Reglas claras, amistades largas

Aunque el formato casero ha significado ahorros para el grupo, también pagan un precio: si bien su horario de trabajo es de de 9:00 a.m. a 6:00 p.m. , nunca terminan su jornada a esa hora. “Hay veces que trabajamos los fines de semana o los días festivos”, reconoce Juan.

Antoine y Pamela concuerdan, pues la frontera entre la casa y el negocio ha ido desapareciendo, sobre todo porque la dinámica incluye a más miembros del equipo. De hecho, Oscar Castillo, el cuarto cofundador, atiende una agencia digital propia por las mañanas y le dedica las noches a Dada, por lo que es difícil empatar sus tiempos con los del resto. Por eso, para intentar romper con los vicios y mantener una relación sana, han implementado estas estrategias:

Respeto de la casa. Desde lo básico como lavar sus platos y limpiar su lugar de trabajo, los espacios comunes son una responsabilidad compartida.
Fijarse objetivos diarios. Antes de arrancar la jornada, cada uno se plantea sus tareas del día. Si alguna queda incompleta, pasa al día siguiente como prioridad.
Tener “juntas de caminatas”. Además de salir un rato de la casa, caminar les ayuda a despejar las ideas. Dejando los celulares en casa, recorren unas cuatro calles para resolver los temas pendientes. También se reúnen en cafeterías de la zona y comen fuera una vez a la semana como equipo.
Viernes de home office. Todo el equipo, incluyendo los becarios, realiza trabajo a distancia al término de la semana. Aún así, deben cumplir horarios de entrega.
Ser transparentes. Son muy abiertos en cualquier tema que pueda causar conflictos, como la cuestión del dinero. Todos saben en qué se gastan los recursos, cuánto gana cada quien, cómo se desglosan las salidas, etc.

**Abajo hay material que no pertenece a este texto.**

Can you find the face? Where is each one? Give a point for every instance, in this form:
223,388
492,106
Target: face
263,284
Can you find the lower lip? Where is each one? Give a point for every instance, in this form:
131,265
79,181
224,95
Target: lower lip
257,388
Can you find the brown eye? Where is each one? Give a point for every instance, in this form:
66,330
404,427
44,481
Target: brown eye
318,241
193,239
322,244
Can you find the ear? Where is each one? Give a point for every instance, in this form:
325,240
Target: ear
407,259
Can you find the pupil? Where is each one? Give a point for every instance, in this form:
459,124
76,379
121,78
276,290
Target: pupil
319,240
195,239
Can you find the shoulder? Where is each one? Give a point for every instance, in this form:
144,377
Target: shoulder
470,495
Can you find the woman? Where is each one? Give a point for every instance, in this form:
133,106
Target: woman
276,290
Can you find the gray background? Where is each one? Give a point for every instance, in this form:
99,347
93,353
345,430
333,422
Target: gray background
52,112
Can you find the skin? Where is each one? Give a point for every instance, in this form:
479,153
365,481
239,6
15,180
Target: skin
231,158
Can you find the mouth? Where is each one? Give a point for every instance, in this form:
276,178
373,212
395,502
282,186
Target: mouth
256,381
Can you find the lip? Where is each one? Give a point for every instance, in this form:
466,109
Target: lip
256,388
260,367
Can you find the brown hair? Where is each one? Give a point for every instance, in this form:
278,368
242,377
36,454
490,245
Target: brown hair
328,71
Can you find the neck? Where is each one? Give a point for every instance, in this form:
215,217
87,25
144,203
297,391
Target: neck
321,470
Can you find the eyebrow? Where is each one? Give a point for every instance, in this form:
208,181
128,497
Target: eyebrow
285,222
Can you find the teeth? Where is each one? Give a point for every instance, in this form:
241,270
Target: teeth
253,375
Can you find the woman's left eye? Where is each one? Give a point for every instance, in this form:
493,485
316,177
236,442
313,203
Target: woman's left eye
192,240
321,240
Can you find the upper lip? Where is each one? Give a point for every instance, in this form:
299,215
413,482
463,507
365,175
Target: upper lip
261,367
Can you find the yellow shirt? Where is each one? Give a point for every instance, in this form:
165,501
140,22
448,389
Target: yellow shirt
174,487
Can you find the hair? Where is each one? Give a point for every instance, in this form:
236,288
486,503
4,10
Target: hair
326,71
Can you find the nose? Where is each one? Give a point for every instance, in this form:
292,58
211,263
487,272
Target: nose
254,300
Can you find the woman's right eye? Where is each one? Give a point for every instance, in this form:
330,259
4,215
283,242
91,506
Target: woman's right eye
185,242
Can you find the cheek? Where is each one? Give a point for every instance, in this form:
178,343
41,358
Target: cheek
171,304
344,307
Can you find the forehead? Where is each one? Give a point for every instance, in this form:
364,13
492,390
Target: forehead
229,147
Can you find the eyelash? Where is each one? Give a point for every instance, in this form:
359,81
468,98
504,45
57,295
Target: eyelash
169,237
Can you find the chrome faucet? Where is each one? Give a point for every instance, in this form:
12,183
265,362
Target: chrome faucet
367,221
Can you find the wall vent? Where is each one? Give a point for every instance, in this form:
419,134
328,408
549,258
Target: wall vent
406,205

¿Qué les espera a este grupo de amigos emprendedores? A decir de Eduardo Morelos, manager de Wayra México, trabajar desde casa no debería ser un plan a largo plazo pues mudarse les permitiría ampliar su panorama, compartir experiencias y retos con otros emprendedores que están en su misma situación, cambiar la imagen de la empresa y por ende, enriquecer su crecimiento. Sin embargo, operar su empresa de esta forma les ha funcionado hasta ahora y seguirán así “hasta que la gente ya no quepa en la casa”, pronostica Antoine.